In South Korea, cinemas rent the halls to gamers who want to see their digital adventures projected on the screen. For 74 euros, Korean youth can enjoy themselves for two hours by making the daily game of Call of Duty into a cinematographic feast, reports the BBC.
Seated in an almost empty cinema room, Eui Jeong Lee takes fire to her three gamers. The blasts of the war game projected on the white screen reverberate through the theatre from all sides. , “Especially the sound quality is fantastic”, finds the 25-year-old student. ,, The sound of the gun pops is just lifelike! And when something flew directly at me on that big screen I even shouted for a moment,” she continues enthusiastically.

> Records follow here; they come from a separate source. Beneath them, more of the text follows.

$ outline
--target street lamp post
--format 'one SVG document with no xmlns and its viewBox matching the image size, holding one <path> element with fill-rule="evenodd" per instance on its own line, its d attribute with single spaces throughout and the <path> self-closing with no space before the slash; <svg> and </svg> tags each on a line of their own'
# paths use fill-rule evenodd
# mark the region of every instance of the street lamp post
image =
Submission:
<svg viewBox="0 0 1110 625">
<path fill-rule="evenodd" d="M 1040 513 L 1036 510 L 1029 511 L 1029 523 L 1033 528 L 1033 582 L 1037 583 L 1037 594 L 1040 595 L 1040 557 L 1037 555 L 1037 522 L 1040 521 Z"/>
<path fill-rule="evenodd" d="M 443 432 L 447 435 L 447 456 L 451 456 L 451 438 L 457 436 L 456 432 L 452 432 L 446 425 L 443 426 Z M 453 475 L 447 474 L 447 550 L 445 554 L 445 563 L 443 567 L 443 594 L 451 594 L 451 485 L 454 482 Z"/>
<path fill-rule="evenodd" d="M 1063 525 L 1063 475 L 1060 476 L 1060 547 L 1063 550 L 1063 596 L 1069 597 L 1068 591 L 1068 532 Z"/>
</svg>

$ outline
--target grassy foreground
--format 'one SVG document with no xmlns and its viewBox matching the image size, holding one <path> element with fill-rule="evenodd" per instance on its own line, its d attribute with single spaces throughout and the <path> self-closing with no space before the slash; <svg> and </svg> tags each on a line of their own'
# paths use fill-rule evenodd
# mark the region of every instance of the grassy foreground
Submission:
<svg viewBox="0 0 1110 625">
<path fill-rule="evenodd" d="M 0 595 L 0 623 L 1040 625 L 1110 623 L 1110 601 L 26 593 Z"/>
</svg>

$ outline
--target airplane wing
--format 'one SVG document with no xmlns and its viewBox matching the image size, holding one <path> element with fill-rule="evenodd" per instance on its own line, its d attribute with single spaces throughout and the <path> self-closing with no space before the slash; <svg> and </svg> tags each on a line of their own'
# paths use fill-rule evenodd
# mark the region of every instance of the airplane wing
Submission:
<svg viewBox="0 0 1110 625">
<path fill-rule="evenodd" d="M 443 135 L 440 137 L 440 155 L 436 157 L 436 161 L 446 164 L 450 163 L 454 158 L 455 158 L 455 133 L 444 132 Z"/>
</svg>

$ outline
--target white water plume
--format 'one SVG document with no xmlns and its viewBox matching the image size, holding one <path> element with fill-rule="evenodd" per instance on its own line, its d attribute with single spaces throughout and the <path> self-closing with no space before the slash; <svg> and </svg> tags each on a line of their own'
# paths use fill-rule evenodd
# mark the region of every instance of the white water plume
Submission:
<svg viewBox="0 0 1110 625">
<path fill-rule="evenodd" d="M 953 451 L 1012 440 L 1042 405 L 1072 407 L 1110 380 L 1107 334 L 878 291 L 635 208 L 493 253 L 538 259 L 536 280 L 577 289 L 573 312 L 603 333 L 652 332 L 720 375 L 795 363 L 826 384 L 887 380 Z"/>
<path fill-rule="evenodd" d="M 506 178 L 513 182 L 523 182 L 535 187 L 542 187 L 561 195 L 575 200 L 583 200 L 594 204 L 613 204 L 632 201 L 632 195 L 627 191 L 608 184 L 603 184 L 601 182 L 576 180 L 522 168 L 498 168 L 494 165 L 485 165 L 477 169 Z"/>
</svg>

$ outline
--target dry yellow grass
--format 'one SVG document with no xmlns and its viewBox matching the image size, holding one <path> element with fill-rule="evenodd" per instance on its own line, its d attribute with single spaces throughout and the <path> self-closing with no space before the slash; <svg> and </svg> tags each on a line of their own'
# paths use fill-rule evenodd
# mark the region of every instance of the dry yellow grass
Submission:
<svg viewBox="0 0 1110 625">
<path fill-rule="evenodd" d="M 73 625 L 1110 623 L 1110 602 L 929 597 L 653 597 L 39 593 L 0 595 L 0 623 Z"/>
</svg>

Lee and her friends have reserved the screen for two hours at a branch of South Koreas largest cinema chain called CGV. Because of the coronavirus, many cinemas in the Asian country have had to close their doors. The film theatres are only allowed to fill 50 percent of the seats, and there are hardly any films released to prevent people from visiting the cinemas on a massive scale. In order to be able to obtain coronaproof sales in these harsh times, CGV decided to open its doors to the gamers audience.
Before 18.00 hours, a group of up to four people can rent a screen for 74 euros for two hours. Later in the evening the price will be increased to 111 euros. Gamers who use the cinema halls must also bring their own consoles, games and controllers.
The idea came from CGV employee Seung Woo Han, because he thought that games and movies match in many aspects. ,, Both have a narrative element, so if you can watch a movie in the cinema, why not play a game of games?” , he explains his idea to the BBC.
Despite CGV not dragging in as much revenue as in normal times, the gamers provide an extra buffer in the financially difficult pandemic period. Since the game service opened its doors to the public at the beginning of this year, it has been used at least 130 times.